Are we bottlenecking AI alignment on not having enough people with Eliezer-level Security Mindset, and saying “Oh well, it can’t be taught!”?!
(That’s where I’ve had the “people are dropping the ball” feeling. But maybe I just don’t know enough.)
Two things seem obvious to me:
- Couldn’t one devise a Security Mindset test, and get the high scorers to work on alignment?
(So even if we can’t teach it, we get more people who have it)(I assume it was a similar process to find Superforecasters).
- Have we already tried really hard to teach Security Mindset, so that we’re sure it can’t be taught?

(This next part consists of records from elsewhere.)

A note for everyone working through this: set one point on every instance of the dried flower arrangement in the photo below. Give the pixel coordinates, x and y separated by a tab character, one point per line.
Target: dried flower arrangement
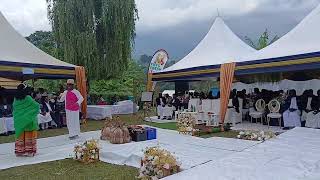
88	152
256	135
157	163
115	131
186	124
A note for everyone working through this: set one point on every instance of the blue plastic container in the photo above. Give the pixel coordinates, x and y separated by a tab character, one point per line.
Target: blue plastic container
151	133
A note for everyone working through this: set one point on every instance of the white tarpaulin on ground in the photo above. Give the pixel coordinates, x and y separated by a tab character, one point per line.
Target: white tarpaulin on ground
293	155
191	151
99	112
286	84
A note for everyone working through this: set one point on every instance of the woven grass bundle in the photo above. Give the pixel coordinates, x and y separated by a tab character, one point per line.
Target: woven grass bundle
115	131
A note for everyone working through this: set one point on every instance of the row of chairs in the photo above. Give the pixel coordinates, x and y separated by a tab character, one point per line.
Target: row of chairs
259	113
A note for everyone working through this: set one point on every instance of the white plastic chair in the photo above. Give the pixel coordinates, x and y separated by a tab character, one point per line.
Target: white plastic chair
259	113
195	103
274	108
206	110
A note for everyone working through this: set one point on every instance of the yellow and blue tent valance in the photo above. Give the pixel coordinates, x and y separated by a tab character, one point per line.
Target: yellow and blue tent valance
19	70
307	61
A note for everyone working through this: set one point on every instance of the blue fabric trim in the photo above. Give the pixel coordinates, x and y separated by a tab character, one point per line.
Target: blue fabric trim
288	68
191	69
34	65
186	78
278	59
19	75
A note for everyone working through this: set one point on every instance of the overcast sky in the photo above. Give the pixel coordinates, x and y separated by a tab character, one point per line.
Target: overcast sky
179	25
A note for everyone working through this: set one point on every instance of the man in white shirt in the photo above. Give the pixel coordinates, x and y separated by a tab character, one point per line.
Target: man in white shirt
73	100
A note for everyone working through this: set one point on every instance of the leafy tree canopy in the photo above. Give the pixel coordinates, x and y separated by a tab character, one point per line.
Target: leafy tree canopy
97	34
263	40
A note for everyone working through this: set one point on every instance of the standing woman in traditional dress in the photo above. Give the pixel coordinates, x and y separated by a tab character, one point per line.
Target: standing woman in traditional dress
73	100
25	111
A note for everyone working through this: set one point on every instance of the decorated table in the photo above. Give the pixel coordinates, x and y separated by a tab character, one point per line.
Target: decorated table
99	112
6	125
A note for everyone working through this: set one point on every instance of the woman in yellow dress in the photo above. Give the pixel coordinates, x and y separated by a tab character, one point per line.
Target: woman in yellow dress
25	111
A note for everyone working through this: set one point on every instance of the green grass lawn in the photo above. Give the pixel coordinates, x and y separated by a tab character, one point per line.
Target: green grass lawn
69	169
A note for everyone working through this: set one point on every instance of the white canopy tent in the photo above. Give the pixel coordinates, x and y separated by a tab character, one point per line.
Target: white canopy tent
18	55
297	50
219	46
304	38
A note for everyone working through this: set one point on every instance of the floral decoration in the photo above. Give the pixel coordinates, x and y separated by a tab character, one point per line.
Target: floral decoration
87	152
157	163
186	123
256	135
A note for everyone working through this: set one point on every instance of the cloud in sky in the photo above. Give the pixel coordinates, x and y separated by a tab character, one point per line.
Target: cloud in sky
178	25
155	14
26	16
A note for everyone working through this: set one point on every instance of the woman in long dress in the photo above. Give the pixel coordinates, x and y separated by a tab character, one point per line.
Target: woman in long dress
73	100
291	116
25	111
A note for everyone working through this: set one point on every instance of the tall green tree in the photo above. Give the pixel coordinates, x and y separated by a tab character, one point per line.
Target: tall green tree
263	41
44	40
97	34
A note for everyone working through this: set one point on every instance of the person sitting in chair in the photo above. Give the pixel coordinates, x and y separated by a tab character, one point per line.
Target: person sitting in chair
313	117
160	104
291	115
306	107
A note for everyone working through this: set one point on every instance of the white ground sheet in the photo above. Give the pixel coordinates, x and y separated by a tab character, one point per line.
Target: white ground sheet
191	151
294	155
99	112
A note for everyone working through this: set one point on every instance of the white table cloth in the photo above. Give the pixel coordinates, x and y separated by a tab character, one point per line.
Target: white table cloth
6	124
167	111
313	120
99	112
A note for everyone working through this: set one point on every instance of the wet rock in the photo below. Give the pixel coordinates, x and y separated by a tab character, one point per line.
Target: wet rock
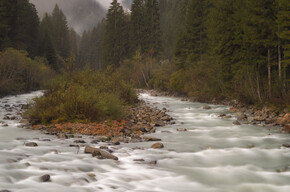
79	141
242	116
151	139
234	109
286	145
100	153
31	144
45	178
62	136
45	140
24	121
166	132
96	141
152	162
72	145
138	160
159	123
157	146
287	129
92	176
116	141
236	123
206	107
104	147
181	129
222	115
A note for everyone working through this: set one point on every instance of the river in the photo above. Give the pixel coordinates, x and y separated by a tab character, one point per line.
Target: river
213	155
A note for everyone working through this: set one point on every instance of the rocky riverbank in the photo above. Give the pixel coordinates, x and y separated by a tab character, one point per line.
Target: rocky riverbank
244	114
140	120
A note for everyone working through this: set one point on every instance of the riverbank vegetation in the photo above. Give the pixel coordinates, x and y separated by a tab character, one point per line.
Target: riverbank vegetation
204	49
86	96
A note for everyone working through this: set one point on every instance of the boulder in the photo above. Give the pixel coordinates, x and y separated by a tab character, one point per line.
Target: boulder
287	129
151	139
157	146
206	107
286	145
181	129
241	116
159	123
236	123
45	178
31	144
100	153
62	136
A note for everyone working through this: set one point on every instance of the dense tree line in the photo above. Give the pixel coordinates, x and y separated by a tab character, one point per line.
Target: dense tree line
237	49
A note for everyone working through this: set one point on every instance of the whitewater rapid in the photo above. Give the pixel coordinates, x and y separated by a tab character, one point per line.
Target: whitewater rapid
213	155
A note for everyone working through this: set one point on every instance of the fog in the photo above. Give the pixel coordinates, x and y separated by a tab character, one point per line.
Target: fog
81	14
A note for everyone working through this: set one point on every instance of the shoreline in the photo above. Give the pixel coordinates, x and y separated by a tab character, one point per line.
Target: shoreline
264	117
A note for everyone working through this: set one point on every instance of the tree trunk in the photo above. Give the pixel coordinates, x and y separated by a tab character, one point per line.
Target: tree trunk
279	55
269	75
258	88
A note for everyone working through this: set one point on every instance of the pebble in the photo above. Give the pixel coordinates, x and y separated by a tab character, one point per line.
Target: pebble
45	178
157	146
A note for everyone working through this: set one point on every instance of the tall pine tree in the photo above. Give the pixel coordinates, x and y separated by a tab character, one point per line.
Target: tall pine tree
115	45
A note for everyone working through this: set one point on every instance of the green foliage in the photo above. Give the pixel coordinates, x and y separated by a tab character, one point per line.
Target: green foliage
84	96
115	44
91	47
19	73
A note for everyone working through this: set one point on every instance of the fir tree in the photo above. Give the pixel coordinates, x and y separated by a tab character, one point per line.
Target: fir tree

Presumably, Eliezer did try, and concluded it wasn’t teachable?
I won’t be the one doing this, since I’m unclear on whether I’m Security gifted myself (I think a little, and I think more than I used to, but I’m too low g to play high level games).
Mm, that’s not exactly how I’d summarize it. That seems more like ordinary paranoia:
My understanding is that Security Mindset-style thinking doesn’t actually rest on your ability to invent a workable plan of attack. Instead, it’s more like imagining that there exists a method for unstoppably breaking some (randomly-chosen) element of your security, and then figuring out how to make your system secure despite that. Or… that it’s something like the opposite of fence-post security, where you’re trying to make sure that for your system to be broken, several conditionally independent things need to go wrong or be wrong.
Ok, thanks for the correction! My definition was wrong but the argument still stands that it should be teachable, or at least testable.